Er sei sehr gläubig jetzt, sagt Jasmin. Vor ein paar Jahren war er auf Pilgerfahrt in Mekka, "vielleicht, um für seine Sünden zu büßen". Er betet häufig in der Nur-Moschee, einem ehemaligen Parkhaus am Hamburger Hauptbahnhof. Es ist voll dort an Feiertagen, so voll, dass die Gläubigen bis auf der Straße knien, zwischen Strichmädchen, Junkies und Sexshops. Er kenne die Schwierigkeiten von Muslimen in Deutschland, sagt der Imam; mit dem Dialog zwischen den Kulturen, mit der Erziehung der Kinder. "Schauen Sie raus", sagt er, "zu viel Verlockung, zu wenig Halt." Ja, sagt er, er kenne auch Abdel A., er helfe bei Übersetzungen, sein Deutsch sei einwandfrei. Über sein Leben könne er nichts sagen.
Jasmins Vater nennt sich heute Daniel A., ist 43 und wohnt in einer Hochhaussiedlung am Rand von Hamburg. Er steht an der Tür in Socken und Jeans, hat ein freundliches Gesicht und kurzes, graues Haar, eine Frau huscht durch den Flur mit einem Kind. "Woher wissen Sie von der Geschichte?", fragt er, seine Stimme klingt ängstlich, beinahe so, als habe er Fragen nach seiner Tochter irgendwann erwartet. Daniel A. sagt, dass er jetzt keine Zeit habe, und schließt dann langsam die Tür. Eine Woche später ruft er an: "Das alles ist zu lange her. Hören Sie auf, in unserer Vergangenheit herumzustochern."
Daniel A. hat seiner Tochter nie erklärt, warum er sie aus Deutschland weggebracht hat und ob er seine Tat bereut.
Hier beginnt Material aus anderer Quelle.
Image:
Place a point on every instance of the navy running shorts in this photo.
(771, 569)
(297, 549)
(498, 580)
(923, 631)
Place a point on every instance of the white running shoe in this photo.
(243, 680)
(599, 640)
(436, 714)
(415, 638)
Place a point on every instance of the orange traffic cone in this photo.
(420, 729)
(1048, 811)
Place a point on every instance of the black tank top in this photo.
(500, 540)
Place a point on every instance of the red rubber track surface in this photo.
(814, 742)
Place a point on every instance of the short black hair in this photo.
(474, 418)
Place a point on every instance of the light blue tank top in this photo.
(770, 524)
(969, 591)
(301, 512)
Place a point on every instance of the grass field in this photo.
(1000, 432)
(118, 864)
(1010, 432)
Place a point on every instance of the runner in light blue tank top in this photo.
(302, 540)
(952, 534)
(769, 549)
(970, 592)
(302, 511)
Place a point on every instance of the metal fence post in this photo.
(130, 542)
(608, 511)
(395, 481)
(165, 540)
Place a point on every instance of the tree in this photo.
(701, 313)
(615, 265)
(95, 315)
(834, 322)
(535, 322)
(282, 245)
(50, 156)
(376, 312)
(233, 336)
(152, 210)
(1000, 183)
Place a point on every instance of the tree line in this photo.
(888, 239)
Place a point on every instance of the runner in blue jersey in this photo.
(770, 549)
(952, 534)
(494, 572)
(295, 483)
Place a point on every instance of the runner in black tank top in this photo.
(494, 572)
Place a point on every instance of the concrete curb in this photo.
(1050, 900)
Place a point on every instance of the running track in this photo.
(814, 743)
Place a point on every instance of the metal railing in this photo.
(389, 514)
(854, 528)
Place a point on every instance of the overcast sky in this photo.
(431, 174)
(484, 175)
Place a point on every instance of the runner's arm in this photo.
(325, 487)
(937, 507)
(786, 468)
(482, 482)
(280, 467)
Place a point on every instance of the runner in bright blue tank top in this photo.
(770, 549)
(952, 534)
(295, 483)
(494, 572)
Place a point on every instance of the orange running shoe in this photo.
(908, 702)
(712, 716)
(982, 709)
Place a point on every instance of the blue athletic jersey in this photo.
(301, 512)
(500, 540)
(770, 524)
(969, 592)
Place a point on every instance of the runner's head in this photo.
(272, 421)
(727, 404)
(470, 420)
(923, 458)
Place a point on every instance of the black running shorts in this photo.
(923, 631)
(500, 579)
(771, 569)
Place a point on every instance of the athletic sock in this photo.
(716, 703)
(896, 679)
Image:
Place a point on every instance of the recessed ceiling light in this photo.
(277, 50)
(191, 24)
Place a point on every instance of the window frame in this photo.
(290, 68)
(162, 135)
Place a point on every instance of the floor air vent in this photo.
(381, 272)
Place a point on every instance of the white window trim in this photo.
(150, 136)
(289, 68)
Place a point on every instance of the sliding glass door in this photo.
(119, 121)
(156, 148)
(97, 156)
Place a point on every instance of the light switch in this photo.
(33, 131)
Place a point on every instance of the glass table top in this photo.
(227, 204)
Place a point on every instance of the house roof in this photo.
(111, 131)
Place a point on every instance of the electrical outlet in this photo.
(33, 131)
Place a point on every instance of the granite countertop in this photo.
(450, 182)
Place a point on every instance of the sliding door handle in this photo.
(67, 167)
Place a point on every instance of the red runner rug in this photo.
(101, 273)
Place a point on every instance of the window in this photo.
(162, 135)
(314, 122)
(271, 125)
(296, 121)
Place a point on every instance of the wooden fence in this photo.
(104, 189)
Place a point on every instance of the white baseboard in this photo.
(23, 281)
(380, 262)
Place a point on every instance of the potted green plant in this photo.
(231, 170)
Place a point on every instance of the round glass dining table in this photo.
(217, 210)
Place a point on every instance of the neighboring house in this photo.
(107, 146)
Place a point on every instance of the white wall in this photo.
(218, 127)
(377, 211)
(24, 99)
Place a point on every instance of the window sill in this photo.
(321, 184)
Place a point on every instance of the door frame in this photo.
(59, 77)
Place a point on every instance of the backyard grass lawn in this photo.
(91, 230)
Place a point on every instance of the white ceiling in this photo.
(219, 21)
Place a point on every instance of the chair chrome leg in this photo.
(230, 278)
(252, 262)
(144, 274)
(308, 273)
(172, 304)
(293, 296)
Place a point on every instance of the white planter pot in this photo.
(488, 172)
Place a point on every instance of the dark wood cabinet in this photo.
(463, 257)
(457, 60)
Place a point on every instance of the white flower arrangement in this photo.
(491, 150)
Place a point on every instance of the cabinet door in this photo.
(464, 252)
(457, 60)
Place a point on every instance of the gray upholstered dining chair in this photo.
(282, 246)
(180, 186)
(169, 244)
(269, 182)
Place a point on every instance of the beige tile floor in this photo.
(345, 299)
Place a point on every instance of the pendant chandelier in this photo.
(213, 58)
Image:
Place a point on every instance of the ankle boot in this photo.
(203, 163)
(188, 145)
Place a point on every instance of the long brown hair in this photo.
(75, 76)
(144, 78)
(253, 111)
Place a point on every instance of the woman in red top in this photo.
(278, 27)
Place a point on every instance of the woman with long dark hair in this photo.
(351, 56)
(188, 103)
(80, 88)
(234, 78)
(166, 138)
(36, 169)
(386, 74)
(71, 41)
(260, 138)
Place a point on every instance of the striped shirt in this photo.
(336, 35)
Er hilft ihr auch jetzt nicht, klarzukommen mit der Zerrissenheit und den neuen Freiheiten.
Jasmin muss selbst entscheiden, wie sie leben wird in Zukunft. Acht Monate nach ihrer Rückkehr hat sie sich entschieden, gegen Frankenberg und gegen Tripoli. Sie lebt jetzt in Berlin-Neukölln, im Türkenviertel. Sie trägt wieder Kopftuch und nicht mehr bauchfrei und schuftet von morgens 10 Uhr bis nach Mitternacht in einer Imbissbude. Sie gehört ihrem neuen Mann, es ist wieder ein Libanese. Ihre Tochter hat sie bei der Mutter abgegeben. Sie wolle einfach nicht mehr einsam sein, sagt sie. Und dass dieser Mann sie mehr liebe als jeder andere Mensch.
Den langen Weg vom Libanon hätte sie sich sparen können, sagt ihre Mutter.
Michaela S. weint wieder die Nächte durch, tagsüber schiebt sie ihre Enkelin in der Kinderkarre durchs Sauerland. Warum, fragt sie, gibt Jasmin die selbsterkämpfte Freiheit für den erstbesten Muslim auf, hier hatte sie doch alles, warum nutzt sie ihre Chancen nicht?
Jasmin sagt, bald werde sie ihre Tochter wieder zu sich holen, ganz bestimmt. Ihre Geschichte beginnt von vorn.